Incrédula la muchacha le observaba, atenta a cada plabra que pronunciaba el enigmático advenedizo.

–Los hombres estamos hechos a la mala–, afirmó categórico y continuó didiendo: «Le rogamos a la que pervesamente nos tienta y desprecia, a la que nos maltrata…andamos de rogones con las que solo quitan y no dan nada. En cambio, a la que de buena fe se nos entrega, a la que abriga la esperanza de anidarnos para siempre, la que se ofrece para formar familia, a esa la abandonamos. El tedio de la comodidad, de la seguridad, de la confianza que nos da el haberla conquistado, nos impulsa hacia la infidelidad.»

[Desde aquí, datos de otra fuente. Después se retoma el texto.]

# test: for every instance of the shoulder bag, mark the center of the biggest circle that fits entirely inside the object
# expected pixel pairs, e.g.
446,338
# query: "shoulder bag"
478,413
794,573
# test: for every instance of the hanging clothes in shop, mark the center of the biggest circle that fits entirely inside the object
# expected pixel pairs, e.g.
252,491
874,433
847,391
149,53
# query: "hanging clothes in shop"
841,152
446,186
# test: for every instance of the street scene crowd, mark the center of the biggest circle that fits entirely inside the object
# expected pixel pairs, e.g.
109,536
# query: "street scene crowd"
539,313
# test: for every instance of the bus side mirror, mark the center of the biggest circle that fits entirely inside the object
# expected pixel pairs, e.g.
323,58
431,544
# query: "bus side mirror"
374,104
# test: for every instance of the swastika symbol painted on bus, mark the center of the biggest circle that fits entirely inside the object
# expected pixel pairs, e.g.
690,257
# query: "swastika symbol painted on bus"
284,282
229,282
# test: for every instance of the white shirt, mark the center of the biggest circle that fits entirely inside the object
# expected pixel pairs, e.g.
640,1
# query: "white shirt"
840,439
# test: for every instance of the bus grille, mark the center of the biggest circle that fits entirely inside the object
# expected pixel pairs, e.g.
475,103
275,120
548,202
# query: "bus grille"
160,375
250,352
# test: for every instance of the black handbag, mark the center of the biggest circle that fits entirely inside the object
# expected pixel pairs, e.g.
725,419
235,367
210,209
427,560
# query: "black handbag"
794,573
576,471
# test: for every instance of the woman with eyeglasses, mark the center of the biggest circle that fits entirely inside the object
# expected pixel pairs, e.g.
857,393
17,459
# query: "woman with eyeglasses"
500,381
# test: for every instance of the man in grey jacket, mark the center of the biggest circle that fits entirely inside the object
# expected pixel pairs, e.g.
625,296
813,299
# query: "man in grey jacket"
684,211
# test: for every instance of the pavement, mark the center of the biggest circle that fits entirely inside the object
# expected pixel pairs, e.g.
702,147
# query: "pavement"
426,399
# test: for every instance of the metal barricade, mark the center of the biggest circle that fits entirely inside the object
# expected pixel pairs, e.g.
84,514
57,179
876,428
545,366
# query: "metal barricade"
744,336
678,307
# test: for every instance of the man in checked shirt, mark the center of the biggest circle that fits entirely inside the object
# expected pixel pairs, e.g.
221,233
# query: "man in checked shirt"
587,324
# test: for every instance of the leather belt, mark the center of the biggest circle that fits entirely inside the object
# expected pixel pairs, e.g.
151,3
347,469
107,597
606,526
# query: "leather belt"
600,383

Sorprendida de lo que le decía el joven, comprendió claramente que su error era haberle confesado abiertamente al ser amado que estaba más que prendada. Por eso sea había convertido en su fugaz amante. Había caído en el error de no haberse dejado desear porque como dice este inesperado amigo: Los hombres están hechos a la mala.